Gavin de Becker (The Gift of Fear: Survival Signals That Protect Us from Violence)
My taste in poetry is for delicate and fragile things—to honest, for artificial things. I like a frail but perfectly articulated stanza, a sonnet wrought like ivory, a song full of glowing nouns, verbs, adjectives, adverbs, pronouns, conjunctions, prepositions and participles, but without much hard sense to it. Poetry, to me, has but two meanings. On the one hand, it is a magical escape from the sordidness of metabolism and the class war, and on the other hand it is a subtle, very difficult and hence very charming art, like writing fugues or mixing mayonnaise. I do not go to poets to be taught anything, or to heated up to indignation, or to have my conscience blasted out of its torpor, but to soothed and caressed, to be lulled with sweet sounds, to be wooed into forgetfulness, to be tickled under the metaphysical chin.
H.L. Mencken
Using the same terms Homer uses on the battlefield, he wrote that love has the power of breaking or weakening the knees, and that the look of a woman can have the same effect as a javelin that spills forth “life-blood” onto the battlefield. All of these terms employ the same verbs, and even Sappho, who was known to use Homeric language, used them too. In one of her poems, she wrote that Penelope’s suitors’ knees “are loosened under the charm of love,” a Homeric turn of phrase that is more often used to describe the final fall of a felled soldier in battle.[52]
Charles River Editors (Aphrodite: The Origins and History of the Greek Goddess of Love)
Everyone deserves a second chance. The question is what will you do with it.
Ben Philippe (Charming as a Verb)
Maybe this is just the new status quo between us, this weird distance because some things can’t be taken back and hugged away once they’ve been said.

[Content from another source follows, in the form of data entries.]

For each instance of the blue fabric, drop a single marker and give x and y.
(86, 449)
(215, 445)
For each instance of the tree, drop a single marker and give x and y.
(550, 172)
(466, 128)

Ben Philippe (Charming as a Verb)
There’s no use complaining about it and wishing the world was different. This isn’t how we change things for ourselves.
Ben Philippe (Charming as a Verb)
Your mother wanted us to stay in New York City because she didn’t want you to be the only little Black boy in some small town. And she wanted you to see snow. What was the point of coming to this country if you didn’t show your kid snow?